The Maxixe dance history was an Afro-Brazilian adaptation of the polka, introduced to Brazil by European immigrants.
Although its debut in Paris in 1905, accompanied by the tune “La Sorella,” didn’t immediately catch on.
The dance was later reintroduced in 1912 by Monsieur L. Duque, also known as “The Duke”. He was a talented Brazilian dancer and composer named Antonio Lopes Amorim Diniz.
The maxixe, also spelled mattchiche and matcheche, was danced to various musical compositions.

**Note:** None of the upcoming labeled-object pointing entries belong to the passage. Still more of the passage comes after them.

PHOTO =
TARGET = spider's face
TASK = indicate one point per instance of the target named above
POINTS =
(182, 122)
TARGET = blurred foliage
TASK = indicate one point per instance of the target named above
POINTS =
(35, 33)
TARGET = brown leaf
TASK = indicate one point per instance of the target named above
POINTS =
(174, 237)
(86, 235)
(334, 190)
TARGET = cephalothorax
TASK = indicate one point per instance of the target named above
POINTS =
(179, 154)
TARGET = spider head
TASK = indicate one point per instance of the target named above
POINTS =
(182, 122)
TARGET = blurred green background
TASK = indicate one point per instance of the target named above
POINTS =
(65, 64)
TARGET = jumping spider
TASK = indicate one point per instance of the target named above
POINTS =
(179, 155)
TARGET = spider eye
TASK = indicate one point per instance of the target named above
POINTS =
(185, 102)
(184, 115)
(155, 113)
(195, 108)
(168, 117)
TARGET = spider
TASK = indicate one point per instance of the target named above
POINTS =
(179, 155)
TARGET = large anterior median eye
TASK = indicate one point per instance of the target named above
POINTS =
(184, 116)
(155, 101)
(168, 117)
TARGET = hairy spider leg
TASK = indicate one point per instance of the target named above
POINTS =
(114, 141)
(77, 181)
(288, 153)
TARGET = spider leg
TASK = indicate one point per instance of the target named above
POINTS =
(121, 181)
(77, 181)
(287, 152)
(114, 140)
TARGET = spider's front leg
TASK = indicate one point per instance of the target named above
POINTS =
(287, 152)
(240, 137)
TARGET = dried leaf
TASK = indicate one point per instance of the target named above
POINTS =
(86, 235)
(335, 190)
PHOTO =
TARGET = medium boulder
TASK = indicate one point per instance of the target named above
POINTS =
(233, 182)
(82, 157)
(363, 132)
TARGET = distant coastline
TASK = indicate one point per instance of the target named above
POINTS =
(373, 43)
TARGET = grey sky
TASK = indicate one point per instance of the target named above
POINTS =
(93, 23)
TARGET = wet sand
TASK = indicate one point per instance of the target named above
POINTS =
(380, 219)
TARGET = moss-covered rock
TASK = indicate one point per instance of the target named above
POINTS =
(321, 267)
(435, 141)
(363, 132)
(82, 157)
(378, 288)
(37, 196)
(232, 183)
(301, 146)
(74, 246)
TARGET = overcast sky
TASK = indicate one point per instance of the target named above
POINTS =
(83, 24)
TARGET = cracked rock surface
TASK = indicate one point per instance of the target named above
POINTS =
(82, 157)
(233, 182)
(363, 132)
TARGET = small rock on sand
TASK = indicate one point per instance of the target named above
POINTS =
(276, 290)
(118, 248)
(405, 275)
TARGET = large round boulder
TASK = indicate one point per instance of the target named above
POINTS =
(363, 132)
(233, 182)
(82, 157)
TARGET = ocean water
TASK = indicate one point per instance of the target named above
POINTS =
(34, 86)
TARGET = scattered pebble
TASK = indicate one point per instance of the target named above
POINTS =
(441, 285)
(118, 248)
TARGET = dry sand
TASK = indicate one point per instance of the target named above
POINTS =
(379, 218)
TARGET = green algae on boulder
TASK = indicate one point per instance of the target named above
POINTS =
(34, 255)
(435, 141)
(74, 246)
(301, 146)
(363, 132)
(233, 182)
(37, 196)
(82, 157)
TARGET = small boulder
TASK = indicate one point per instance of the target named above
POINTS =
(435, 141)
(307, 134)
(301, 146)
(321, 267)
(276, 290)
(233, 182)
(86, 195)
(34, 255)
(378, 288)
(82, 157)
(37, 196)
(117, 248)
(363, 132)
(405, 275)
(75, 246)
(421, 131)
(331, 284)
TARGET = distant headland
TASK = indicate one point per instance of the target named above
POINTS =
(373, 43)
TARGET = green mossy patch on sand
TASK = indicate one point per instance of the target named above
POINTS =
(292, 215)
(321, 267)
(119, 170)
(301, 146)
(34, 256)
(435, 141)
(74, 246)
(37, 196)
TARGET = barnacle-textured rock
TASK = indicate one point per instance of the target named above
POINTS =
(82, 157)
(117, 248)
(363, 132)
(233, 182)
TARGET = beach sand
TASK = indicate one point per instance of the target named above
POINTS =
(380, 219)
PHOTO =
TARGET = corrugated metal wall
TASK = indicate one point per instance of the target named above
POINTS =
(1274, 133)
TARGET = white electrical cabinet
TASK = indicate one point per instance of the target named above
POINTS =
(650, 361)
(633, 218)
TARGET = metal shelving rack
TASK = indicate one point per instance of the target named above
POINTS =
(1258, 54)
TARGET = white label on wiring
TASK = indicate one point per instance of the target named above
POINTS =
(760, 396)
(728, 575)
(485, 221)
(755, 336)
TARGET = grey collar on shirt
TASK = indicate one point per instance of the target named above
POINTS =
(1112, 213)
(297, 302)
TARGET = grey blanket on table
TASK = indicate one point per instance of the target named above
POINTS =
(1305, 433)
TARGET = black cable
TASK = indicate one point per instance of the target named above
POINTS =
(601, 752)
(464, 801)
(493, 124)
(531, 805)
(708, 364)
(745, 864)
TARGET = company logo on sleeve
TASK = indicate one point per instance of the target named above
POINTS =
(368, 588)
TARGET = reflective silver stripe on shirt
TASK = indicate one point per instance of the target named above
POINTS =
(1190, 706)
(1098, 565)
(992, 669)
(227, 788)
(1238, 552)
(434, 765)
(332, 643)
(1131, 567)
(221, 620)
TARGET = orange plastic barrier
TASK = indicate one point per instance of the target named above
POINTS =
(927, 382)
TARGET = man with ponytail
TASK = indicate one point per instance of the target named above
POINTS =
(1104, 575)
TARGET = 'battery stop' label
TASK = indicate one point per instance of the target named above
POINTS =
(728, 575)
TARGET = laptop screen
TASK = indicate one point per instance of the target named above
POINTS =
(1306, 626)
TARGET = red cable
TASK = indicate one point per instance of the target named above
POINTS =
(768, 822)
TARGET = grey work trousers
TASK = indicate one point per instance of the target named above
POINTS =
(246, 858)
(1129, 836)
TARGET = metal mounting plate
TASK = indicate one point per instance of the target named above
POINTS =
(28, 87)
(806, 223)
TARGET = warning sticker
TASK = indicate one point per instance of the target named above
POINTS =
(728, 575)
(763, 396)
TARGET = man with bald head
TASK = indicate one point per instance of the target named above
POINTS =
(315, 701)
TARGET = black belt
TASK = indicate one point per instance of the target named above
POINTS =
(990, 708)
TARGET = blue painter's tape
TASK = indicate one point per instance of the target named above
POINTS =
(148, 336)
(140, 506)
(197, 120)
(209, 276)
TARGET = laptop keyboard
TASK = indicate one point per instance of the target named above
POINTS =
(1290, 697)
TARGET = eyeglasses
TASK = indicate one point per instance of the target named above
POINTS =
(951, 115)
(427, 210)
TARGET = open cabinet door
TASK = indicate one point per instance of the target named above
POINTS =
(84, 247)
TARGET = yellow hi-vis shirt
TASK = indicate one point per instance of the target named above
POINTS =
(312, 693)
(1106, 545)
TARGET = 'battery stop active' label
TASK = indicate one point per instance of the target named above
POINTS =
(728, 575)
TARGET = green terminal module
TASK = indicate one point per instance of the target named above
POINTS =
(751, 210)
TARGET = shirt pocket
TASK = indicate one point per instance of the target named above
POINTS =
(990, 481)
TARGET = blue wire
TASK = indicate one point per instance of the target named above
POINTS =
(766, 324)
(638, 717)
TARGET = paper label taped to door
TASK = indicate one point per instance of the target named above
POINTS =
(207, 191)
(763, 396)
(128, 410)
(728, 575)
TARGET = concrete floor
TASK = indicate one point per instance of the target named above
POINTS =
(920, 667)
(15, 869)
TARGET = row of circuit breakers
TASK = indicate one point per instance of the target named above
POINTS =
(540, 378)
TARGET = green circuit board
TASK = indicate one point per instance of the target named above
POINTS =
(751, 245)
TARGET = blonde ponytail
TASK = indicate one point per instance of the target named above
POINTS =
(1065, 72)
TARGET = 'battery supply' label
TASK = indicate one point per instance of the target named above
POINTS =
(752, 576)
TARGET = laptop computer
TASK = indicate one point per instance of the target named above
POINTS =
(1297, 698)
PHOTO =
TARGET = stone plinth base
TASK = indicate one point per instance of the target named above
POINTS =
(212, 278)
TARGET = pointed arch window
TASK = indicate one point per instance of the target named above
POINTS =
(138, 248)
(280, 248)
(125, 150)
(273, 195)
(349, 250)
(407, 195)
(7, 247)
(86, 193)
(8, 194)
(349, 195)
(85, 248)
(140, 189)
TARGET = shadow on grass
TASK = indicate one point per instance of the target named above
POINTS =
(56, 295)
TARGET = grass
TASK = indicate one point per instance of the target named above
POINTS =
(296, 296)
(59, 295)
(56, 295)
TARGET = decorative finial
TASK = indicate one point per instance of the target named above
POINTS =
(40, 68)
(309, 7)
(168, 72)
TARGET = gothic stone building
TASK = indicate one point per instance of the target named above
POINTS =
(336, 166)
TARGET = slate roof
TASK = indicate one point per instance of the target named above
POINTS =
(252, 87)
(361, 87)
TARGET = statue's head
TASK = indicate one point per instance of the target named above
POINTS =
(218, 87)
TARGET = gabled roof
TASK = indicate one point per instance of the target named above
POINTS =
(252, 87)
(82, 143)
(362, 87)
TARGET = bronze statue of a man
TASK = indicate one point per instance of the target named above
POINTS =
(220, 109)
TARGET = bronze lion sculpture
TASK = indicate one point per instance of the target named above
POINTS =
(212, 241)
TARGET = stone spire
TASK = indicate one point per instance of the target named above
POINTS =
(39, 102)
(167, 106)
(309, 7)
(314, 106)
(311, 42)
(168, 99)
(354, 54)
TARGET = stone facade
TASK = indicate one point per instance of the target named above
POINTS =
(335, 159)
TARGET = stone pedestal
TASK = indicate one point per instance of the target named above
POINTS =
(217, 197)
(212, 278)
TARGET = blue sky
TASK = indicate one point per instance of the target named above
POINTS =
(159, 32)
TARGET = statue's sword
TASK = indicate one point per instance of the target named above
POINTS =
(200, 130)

It could be enjoyed with authentic Brazilian music, such as Ernesto Nazareth’s “Dengozo,” or popular Tin Pan Alley tunes like “Down in Zanzibar” and “Buenos Dias Maxixe” by Indiana ragtime composer Kathryn Widmer.
In 1912, there were two versions of the maxixe: fast and slow. The original maxixe, reminiscent of the upcoming samba, featured an upbeat and quick tempo.
However, given the dominance of the Argentine tango on the dance floor, some publishers and dance bands started promoting the maxixe as a Brazilian style of the tango.
Fun fact: The Maxixe craze coincided with the launch of the Titanic. It lasted for about just as long as the ship faded away into obscurity.